How to Parameterize Asymmetric Quantization Ranges for Quantization-Aware Training

Jaeseong You,Minseop Park,Kyunggeun Lee,Seokjun An,Chirag Patel,Markus Nage
2024-04-25
Abstract:This paper investigates three different parameterizations of asymmetric uniform quantization for quantization-aware training: (1) scale and offset, (2) minimum and maximum, and (3) beta and gamma. We perform a comprehensive comparative analysis of these parameterizations' influence on quantization-aware training, using both controlled experiments and real-world large language models. Our particular focus is on their changing behavior in response to critical training hyperparameters, bit width and learning rate. Based on our investigation, we propose best practices to stabilize and accelerate quantization-aware training with learnable asymmetric quantization ranges.
Machine Learning,Artificial Intelligence
What problem does this paper attempt to address?
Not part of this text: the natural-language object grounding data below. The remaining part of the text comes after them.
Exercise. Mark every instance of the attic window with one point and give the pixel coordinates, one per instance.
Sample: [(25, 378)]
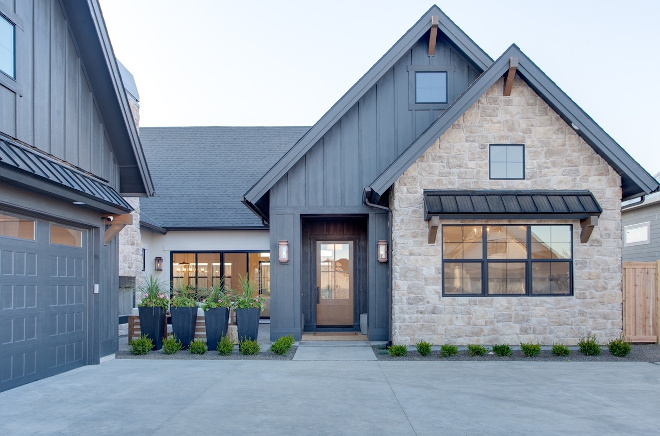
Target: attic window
[(7, 59), (430, 87)]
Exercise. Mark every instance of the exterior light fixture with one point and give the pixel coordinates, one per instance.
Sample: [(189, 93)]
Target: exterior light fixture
[(283, 250), (382, 251)]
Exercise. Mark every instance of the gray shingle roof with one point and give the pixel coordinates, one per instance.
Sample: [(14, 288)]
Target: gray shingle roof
[(201, 173)]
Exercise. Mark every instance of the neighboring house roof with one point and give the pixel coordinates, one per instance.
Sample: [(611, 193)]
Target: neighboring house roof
[(485, 204), (201, 173), (33, 168), (456, 36), (635, 180), (93, 43), (649, 200)]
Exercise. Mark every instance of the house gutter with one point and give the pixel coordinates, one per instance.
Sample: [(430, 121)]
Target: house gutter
[(367, 192)]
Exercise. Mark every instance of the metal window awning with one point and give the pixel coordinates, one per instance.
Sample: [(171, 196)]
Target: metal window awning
[(21, 165), (497, 205)]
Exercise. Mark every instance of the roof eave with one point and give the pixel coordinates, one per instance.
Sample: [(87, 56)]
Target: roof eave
[(474, 53), (593, 134)]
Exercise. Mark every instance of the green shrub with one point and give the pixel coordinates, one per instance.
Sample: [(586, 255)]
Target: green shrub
[(142, 345), (398, 350), (448, 350), (249, 347), (198, 347), (502, 350), (282, 345), (225, 346), (560, 350), (171, 345), (589, 346), (476, 350), (423, 348), (530, 350), (619, 347)]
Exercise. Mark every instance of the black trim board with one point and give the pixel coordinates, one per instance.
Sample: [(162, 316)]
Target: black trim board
[(636, 180), (463, 43)]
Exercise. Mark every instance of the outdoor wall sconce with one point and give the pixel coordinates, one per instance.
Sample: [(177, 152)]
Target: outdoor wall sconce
[(283, 250), (382, 251)]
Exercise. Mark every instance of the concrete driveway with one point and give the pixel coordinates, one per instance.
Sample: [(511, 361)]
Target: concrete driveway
[(329, 397)]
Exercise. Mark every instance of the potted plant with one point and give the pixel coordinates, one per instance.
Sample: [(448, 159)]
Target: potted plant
[(248, 309), (184, 314), (216, 314), (152, 310)]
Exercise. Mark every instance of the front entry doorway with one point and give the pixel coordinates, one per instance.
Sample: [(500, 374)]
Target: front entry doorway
[(334, 273), (334, 284)]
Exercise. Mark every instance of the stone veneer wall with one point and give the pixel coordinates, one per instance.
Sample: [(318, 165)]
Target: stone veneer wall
[(555, 158)]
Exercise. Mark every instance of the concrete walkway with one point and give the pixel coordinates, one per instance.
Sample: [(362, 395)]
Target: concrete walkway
[(333, 397)]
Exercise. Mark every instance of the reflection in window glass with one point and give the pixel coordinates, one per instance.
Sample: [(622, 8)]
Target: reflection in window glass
[(509, 267), (506, 278), (551, 278), (431, 87), (65, 236), (507, 162), (16, 227), (7, 45)]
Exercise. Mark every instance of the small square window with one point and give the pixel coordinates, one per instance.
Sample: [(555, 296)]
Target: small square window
[(507, 161), (431, 87), (637, 234), (7, 37)]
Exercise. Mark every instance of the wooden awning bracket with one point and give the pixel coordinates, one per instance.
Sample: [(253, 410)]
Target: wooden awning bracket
[(114, 225), (587, 225), (434, 34), (508, 83), (434, 223)]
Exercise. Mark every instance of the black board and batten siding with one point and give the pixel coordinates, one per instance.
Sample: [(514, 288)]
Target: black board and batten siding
[(328, 182), (55, 110), (645, 214)]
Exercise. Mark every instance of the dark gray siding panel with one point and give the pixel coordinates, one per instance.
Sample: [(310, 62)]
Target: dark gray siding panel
[(57, 105), (285, 283), (645, 252), (371, 134)]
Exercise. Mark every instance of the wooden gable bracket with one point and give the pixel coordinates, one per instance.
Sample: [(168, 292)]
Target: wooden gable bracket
[(434, 222), (508, 84), (587, 225), (434, 34), (114, 225)]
The paper explores the optimization of parameterized methods for asymmetric quantization range in Quantization-Aware Training (QAT). Three different parameterization approaches, namely scale and offset, min and max, and beta and gamma, are studied. By analyzing their behavior during the training process, the paper presents the best practices for stabilizing and accelerating QAT. Specifically, it points out that scale and offset parameterization may be unstable with high bit widths, while min and max parameterization are more robust to bit widths and learning rates. Additionally, beta and gamma parameterization performs well in handling extremely low-bit quantization, especially in cases requiring fast convergence. The paper also provides experimental results to support these findings and emphasizes the impact of different parameterizations on QAT performance.